Scritto da antonietta pistone il 9/3/2018


Donne

Anche quest'anno abbiamo festeggiato la donna, continuando con la solita sterile retorica, che ormai è diventata farsa e falsa. Perché, a fronte di quello che si predica e si celebra, quasi ogni giorno la donna viene fatta oggetto di violenza. Vittime sono il suo corpo, la sua anima, persino i suoi stessi figli.

Vogliamo parlare di parità di diritti, di posti di lavoro, di carriera, di compensi economici, ma ci dobbiamo rendere amaramente conto che siamo molto più indietro di tutte le rivendicazioni sociali possibili. Siamo alla barbarie. All'atroce delitto che si consuma contro un altro essere umano. Allo svilimento totale della dignità della persona. La violenza di genere, e il femminicidio, sono crimini contro l'umanità, permessi dal sessismo e dalla discriminazione, nell'oblio assoluto dell'articolo 3 della Costituzione Italiana, che recita:


Tutti i cittadini hanno pari dignità sociale e sono eguali davanti alla legge, senza distinzione di sesso, di razza, di lingua, di religione, di opinioni politiche, di condizioni personali e sociali.

E’ compito della Repubblica rimuovere gli ostacoli di ordine economico e sociale, che, limitando di fatto la libertà e l’eguaglianza dei cittadini, impediscono il pieno sviluppo della persona umana e l’effettiva partecipazione di tutti i lavoratori all’organizzazione politica, economica e sociale del Paese.


Le donne hanno imparato a denunciare.

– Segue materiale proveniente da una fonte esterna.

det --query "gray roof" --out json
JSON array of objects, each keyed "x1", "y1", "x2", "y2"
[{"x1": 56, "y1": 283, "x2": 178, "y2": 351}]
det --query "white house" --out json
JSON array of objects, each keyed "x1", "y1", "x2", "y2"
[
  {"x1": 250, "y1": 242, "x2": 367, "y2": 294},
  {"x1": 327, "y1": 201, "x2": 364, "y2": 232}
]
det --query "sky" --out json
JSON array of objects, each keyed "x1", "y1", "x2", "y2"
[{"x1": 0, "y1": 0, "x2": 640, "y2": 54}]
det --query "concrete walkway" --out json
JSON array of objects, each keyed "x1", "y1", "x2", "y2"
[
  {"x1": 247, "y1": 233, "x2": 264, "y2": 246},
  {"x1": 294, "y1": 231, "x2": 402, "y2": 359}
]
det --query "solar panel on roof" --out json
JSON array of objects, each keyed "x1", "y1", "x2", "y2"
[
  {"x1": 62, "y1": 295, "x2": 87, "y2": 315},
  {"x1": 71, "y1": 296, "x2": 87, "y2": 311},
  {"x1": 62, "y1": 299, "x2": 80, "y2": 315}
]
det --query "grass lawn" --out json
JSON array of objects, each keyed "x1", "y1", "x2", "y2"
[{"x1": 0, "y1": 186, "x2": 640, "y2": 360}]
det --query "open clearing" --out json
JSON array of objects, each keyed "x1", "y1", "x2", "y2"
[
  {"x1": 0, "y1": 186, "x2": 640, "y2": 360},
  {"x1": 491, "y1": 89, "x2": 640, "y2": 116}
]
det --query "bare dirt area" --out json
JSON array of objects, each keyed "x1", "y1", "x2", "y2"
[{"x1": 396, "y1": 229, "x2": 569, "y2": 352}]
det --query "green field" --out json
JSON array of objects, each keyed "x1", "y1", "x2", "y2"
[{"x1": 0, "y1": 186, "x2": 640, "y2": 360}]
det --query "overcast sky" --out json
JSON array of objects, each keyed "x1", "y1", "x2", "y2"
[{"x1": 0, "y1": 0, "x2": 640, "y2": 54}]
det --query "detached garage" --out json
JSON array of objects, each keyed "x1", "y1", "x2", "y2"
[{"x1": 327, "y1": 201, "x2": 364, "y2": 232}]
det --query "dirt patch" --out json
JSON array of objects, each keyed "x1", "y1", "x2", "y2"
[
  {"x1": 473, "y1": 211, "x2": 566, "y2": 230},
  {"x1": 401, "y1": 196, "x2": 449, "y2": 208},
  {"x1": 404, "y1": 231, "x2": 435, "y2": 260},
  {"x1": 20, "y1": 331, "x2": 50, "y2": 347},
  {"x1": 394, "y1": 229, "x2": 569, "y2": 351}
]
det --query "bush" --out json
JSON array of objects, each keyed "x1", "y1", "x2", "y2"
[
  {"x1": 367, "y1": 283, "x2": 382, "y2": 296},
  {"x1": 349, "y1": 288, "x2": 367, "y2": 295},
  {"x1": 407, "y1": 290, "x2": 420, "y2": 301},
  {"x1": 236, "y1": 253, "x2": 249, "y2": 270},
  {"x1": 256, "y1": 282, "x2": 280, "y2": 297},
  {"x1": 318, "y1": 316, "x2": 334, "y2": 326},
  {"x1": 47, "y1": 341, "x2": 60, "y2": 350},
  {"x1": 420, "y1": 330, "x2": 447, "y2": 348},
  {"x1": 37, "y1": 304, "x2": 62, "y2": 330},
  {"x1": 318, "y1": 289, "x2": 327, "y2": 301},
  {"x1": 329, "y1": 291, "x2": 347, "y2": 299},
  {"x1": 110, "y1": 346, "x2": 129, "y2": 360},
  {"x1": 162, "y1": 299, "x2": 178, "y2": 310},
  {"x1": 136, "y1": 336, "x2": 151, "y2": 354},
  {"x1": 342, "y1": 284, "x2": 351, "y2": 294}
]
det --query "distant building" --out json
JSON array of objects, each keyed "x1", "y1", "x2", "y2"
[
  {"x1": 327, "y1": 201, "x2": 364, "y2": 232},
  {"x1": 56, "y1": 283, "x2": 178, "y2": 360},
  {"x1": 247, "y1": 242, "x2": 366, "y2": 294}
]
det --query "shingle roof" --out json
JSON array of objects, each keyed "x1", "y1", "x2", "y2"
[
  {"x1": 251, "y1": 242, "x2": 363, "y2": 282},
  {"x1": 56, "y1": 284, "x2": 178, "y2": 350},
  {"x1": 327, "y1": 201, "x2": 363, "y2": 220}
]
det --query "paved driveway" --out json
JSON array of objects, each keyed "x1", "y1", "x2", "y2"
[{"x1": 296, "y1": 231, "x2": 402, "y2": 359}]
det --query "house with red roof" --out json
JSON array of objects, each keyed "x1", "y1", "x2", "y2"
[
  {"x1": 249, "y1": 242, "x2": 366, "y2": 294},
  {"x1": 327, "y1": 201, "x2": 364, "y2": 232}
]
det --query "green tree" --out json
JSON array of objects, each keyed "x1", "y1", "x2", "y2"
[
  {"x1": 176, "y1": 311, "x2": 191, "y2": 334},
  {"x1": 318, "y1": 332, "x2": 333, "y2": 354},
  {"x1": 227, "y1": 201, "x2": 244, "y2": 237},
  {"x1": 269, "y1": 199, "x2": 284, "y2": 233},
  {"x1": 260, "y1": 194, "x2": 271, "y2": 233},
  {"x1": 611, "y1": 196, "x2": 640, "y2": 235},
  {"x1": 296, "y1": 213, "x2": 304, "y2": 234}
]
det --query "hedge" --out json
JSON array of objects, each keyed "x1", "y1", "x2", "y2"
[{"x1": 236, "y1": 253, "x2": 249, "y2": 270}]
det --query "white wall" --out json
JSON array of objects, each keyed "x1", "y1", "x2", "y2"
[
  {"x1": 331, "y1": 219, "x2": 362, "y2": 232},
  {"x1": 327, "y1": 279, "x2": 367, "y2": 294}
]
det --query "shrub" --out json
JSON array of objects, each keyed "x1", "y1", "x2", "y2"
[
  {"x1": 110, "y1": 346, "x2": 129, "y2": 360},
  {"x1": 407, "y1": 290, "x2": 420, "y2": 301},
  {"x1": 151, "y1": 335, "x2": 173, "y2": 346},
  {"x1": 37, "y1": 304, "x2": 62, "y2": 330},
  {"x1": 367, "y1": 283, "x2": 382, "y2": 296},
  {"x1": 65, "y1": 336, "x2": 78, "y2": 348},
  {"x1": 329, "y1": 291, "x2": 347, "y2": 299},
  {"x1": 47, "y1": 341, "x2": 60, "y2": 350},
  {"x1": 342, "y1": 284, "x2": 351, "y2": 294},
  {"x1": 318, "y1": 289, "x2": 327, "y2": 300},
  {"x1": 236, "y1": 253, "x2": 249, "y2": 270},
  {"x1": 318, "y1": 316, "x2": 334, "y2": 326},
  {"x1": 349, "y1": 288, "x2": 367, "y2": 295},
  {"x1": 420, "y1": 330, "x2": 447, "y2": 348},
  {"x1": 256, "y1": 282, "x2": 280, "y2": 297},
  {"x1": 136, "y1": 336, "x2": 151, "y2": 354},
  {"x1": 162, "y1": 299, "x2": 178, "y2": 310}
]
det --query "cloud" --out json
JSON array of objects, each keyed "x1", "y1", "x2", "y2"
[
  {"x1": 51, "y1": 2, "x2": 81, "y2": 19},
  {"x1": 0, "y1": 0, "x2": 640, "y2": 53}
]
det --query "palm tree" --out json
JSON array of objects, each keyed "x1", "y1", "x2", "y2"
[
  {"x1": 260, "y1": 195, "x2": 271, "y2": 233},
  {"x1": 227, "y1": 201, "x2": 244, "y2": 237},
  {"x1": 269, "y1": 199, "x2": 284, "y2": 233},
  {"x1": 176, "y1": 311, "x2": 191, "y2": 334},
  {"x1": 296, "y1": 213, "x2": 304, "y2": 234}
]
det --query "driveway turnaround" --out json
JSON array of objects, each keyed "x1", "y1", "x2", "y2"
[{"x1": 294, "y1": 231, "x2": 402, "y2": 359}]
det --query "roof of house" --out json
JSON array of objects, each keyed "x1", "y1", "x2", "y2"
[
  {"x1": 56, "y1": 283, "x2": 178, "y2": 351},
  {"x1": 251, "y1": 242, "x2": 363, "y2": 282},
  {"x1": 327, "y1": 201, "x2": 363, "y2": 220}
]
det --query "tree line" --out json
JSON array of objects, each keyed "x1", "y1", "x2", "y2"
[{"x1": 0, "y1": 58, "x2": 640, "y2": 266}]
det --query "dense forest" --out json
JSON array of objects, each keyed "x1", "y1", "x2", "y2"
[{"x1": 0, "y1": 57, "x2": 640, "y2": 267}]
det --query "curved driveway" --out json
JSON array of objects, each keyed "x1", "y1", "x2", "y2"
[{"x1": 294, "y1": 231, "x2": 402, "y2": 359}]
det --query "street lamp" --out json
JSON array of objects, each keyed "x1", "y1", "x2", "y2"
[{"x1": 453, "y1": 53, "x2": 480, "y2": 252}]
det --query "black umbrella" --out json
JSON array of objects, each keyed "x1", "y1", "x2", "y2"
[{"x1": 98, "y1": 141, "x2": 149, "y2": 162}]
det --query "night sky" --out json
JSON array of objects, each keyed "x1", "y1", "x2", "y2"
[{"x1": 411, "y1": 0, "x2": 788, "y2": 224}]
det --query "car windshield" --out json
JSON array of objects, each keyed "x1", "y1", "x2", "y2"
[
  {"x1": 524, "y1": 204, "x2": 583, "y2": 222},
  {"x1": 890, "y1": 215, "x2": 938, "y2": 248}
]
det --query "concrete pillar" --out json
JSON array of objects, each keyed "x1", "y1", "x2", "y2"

Non si tengono più le offese, i soprusi, lo stalking, l'aggressività verbale e fisica del maschio, e ciononostante non sono tutelate, continuano a morire ammazzate da quegli stessi assassini che le avevano minacciate, e che erano già da tempo noti alle forze dell'ordine. In un mondo che si voglia dichiarare civile ciò non deve più poter accadere, perché non deve essere permesso né consentito.